A matrix is a two dimensional data structure that contains elements of the same mode (i.e. numeric, character, etc).
This is a method of creating a matrix. The values in the matrix are specified with the first argument 1:9. The dimensions and the names of the dimensions are specified in the second and third arguments.

x <- matrix(1:9, nrow = 3, dimnames = list(c("X","Y","Z"), c("A","B","C")))
x

Data Frames

Data frames are also two dimensional structures, but their values can be of different data types. iris is a data frame that comes with base R. Let’s take a look at the dataset. You can see that the dataset has both numbers and strings as datatypes.

iris

Factors:

By specifying some grouping information, you can modify and create special types of vectors using factors. In the example below, I’ve created two levels for the factor, complete and incomplete.

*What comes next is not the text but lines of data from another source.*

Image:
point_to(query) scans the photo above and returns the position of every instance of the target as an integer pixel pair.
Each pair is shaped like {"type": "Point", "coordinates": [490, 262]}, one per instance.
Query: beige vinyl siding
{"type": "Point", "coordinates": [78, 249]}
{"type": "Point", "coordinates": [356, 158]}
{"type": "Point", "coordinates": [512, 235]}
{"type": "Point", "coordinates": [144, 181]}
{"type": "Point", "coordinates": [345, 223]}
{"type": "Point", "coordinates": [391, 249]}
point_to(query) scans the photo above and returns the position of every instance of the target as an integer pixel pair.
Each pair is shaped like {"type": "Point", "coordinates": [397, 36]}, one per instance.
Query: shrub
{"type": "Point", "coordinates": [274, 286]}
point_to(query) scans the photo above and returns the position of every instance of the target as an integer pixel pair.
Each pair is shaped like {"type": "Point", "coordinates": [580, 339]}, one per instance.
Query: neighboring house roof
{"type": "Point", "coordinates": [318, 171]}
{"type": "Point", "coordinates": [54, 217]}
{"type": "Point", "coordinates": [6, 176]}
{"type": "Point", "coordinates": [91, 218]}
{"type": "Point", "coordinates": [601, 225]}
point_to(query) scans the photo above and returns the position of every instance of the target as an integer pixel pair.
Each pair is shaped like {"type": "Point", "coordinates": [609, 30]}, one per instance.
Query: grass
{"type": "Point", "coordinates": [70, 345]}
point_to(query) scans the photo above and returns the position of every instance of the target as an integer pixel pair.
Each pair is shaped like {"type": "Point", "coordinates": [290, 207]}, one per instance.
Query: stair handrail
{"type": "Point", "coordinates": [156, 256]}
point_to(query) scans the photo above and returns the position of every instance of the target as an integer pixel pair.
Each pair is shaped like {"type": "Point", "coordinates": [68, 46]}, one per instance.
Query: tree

x <- factor(c("complete","incomplete","complete","complete"))
str(x)

Arrays:

Arrays are similar to matrices in that they are data structures with the same type of data. Arrays differ such that they can have more than two dimensions.

Assignment in R:

When storing a data into a variable, you would have noticed the arrow mark <- being used. Let’s look at the syntax for assignment in R:

x <- y

X is a variable name and Y can be any data (data frame, vector, value etc)

In many other languages, the syntax for assigning a value to a variable looks like this x = y.  The arrow is considered to have precedence over the equal to sign in R.

Sticking to common practice, let’s use x <- y for assigning a value to a variable and x = y for assignment to arguments.

variable <- function(arg1 = y)